Return of Montreal Expos' Baseball at Forefront in Toronto Blue Jays' Game

By Mike Holian
Toronto Blue Jays, Montreal Expos, New York Mets
Getty Images

It wasn’t the 1994 season brought back to life to find its rightful conclusion, but it was a step in the right direction for a possible MLB team to call the city of Montreal home once again.

On Friday night, the Toronto Blue Jays faced off against a fitting opponent for the occasion, former Montreal ExposNL East rival, the New York Mets. Not to mention the honoring and remembering of the late-great former catcher Gary Carter beforehand, one who owns legendary status from the folklore of each club.

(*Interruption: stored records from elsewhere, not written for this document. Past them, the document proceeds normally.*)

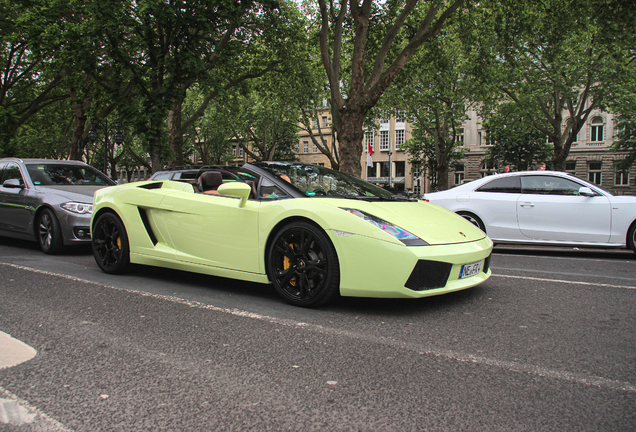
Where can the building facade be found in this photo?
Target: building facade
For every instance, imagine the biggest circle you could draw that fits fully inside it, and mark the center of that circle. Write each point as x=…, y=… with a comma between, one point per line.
x=590, y=157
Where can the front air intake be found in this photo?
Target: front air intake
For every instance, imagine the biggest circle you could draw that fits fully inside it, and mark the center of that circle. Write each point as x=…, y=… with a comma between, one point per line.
x=428, y=275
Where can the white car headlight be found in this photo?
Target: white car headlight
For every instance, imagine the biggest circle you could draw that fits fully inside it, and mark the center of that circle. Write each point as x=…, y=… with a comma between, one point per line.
x=399, y=233
x=79, y=208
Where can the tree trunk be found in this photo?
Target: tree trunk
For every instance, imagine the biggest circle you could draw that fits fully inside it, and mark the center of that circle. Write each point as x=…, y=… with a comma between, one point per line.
x=174, y=129
x=350, y=138
x=79, y=112
x=155, y=157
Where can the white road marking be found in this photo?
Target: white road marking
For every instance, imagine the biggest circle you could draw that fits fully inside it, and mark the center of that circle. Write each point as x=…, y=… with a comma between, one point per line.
x=13, y=352
x=588, y=380
x=566, y=282
x=561, y=258
x=17, y=412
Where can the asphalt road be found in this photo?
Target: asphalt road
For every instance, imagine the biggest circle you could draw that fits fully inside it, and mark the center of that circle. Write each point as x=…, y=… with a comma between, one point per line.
x=546, y=344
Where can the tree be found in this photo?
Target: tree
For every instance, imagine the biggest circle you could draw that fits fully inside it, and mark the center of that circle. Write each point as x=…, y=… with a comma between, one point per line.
x=362, y=63
x=434, y=92
x=264, y=124
x=210, y=135
x=515, y=141
x=552, y=59
x=166, y=47
x=29, y=80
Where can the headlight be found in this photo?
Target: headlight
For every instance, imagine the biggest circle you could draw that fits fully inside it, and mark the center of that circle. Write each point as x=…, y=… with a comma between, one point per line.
x=79, y=208
x=401, y=234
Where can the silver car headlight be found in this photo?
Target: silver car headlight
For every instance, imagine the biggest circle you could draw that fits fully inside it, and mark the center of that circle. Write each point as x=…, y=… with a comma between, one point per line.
x=79, y=208
x=399, y=233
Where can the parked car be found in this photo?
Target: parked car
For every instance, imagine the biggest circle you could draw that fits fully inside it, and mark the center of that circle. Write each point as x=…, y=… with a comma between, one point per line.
x=544, y=208
x=48, y=201
x=312, y=232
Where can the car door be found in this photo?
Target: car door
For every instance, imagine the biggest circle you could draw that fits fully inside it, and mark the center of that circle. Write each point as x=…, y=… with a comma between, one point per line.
x=213, y=230
x=16, y=209
x=550, y=208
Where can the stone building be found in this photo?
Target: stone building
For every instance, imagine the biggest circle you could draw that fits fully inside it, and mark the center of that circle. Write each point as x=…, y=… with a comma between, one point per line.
x=589, y=158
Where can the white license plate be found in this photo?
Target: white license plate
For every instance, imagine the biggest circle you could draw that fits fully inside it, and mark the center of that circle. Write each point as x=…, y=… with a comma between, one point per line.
x=469, y=270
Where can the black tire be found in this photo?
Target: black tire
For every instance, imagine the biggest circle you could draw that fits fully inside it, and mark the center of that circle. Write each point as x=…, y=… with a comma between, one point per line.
x=473, y=220
x=49, y=233
x=631, y=237
x=110, y=244
x=303, y=266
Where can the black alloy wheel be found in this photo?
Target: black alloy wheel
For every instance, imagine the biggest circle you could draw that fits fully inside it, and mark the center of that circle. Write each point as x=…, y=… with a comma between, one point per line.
x=110, y=244
x=303, y=265
x=49, y=233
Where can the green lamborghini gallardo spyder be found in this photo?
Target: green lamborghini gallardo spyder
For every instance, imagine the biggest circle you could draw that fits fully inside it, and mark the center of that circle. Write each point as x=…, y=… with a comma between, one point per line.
x=312, y=232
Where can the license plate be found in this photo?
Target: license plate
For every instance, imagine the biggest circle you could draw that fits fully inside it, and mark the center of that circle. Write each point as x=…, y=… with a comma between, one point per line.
x=469, y=270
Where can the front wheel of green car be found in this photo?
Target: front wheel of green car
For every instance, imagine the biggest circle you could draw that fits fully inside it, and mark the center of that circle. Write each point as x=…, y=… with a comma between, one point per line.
x=303, y=265
x=110, y=244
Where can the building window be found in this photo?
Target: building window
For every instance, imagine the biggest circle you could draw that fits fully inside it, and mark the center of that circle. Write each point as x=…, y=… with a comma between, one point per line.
x=597, y=129
x=384, y=140
x=594, y=172
x=459, y=174
x=385, y=169
x=622, y=178
x=369, y=137
x=487, y=168
x=399, y=139
x=371, y=172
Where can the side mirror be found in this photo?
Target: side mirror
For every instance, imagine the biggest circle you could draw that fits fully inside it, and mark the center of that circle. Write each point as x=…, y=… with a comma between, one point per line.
x=586, y=191
x=236, y=189
x=13, y=184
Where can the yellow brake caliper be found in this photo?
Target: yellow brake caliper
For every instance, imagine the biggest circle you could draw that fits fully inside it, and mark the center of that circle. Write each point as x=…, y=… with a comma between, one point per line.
x=287, y=264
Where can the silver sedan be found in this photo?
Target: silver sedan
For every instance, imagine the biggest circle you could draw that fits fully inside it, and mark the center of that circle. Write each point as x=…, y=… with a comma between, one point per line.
x=544, y=207
x=48, y=201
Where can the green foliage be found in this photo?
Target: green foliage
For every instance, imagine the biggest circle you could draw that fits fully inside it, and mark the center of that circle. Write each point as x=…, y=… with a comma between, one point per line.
x=555, y=59
x=262, y=120
x=515, y=141
x=435, y=91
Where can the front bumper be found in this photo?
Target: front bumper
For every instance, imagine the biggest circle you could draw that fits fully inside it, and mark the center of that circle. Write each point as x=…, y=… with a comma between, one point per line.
x=372, y=268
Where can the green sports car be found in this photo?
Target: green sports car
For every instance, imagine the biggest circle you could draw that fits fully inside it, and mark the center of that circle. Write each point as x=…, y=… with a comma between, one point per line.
x=312, y=232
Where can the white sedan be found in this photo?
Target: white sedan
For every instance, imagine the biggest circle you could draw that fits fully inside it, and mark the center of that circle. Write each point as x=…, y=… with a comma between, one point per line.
x=544, y=207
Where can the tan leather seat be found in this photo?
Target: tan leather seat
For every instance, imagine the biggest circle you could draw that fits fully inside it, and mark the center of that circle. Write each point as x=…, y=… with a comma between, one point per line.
x=209, y=181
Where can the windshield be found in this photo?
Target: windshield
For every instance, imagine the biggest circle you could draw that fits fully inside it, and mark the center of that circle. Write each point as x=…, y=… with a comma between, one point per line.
x=315, y=180
x=66, y=174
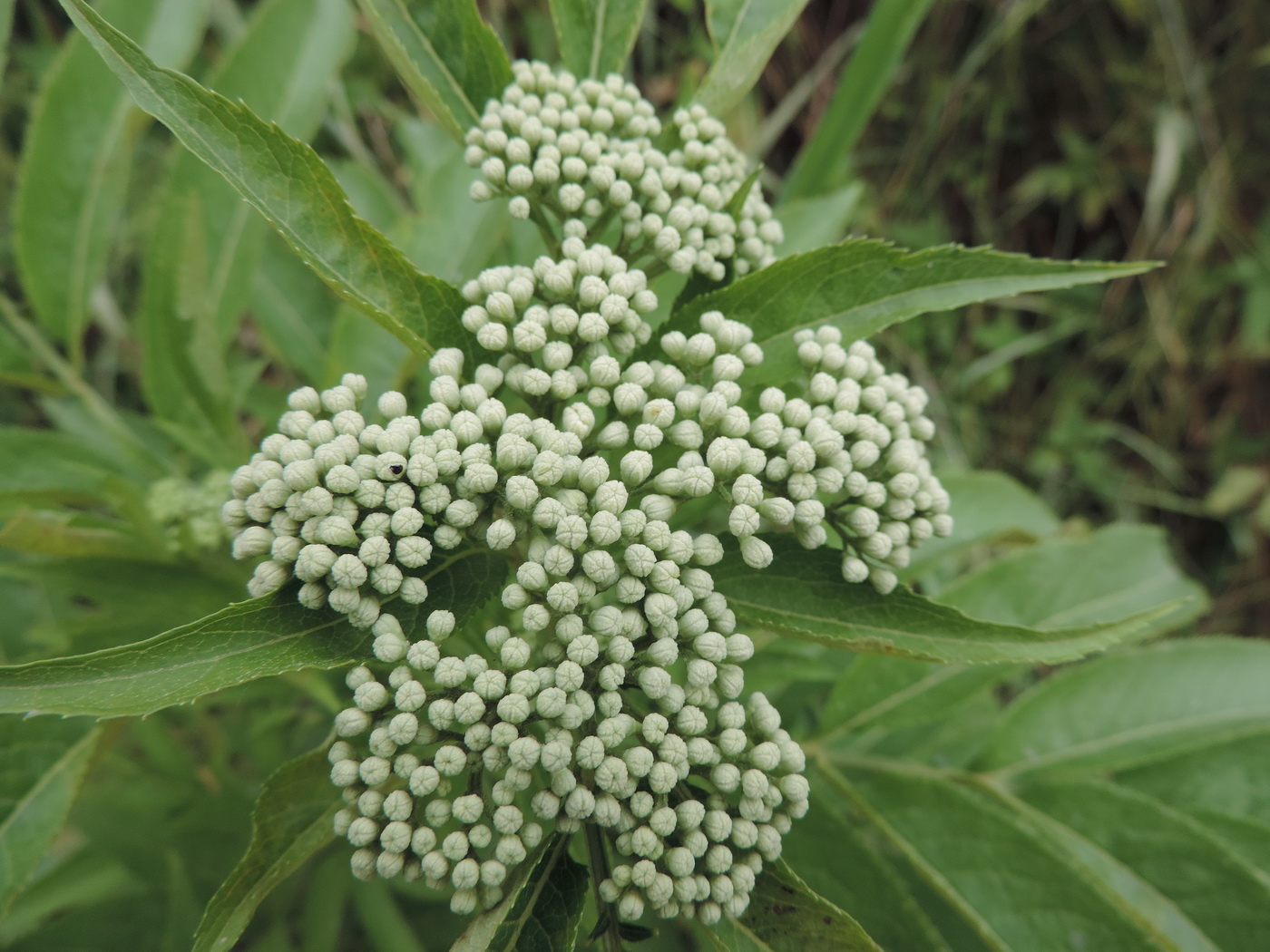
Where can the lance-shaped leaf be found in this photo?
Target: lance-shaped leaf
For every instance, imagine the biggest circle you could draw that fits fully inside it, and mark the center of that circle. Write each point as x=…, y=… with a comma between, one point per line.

When you mixed in the salute to three former greats: franchise win-leader Steve Rogers, Tim “Rock” Raines (who still sits fifth all time in Stolen Bases), along with nine-year veteran of the Expos, Warren Cromartie, who now heads the movement of bringing baseball back to Montreal, and you had the makings of a monumental event.

Side note: Do the Baseball Writers’ Association of America realize they are portrayed as a comedy-act to the masses? Inquiring minds would like to know.

Now, what is it going to take to actually witness an Expos’ reincarnation?

Well, for starters, a new stadium needs to be built, a downtown-core construction to allow business to truly flourish. However, Friday night’s game showcased that Olympic Stadium could very well serve as home field for a short two-year stint while new digs are accomplished. The city also requires a steady ownership group to step up (suits with deep pockets if you will) and embrace the local culture, as a Jeffrey Loria debacle part-two is forever unwelcome.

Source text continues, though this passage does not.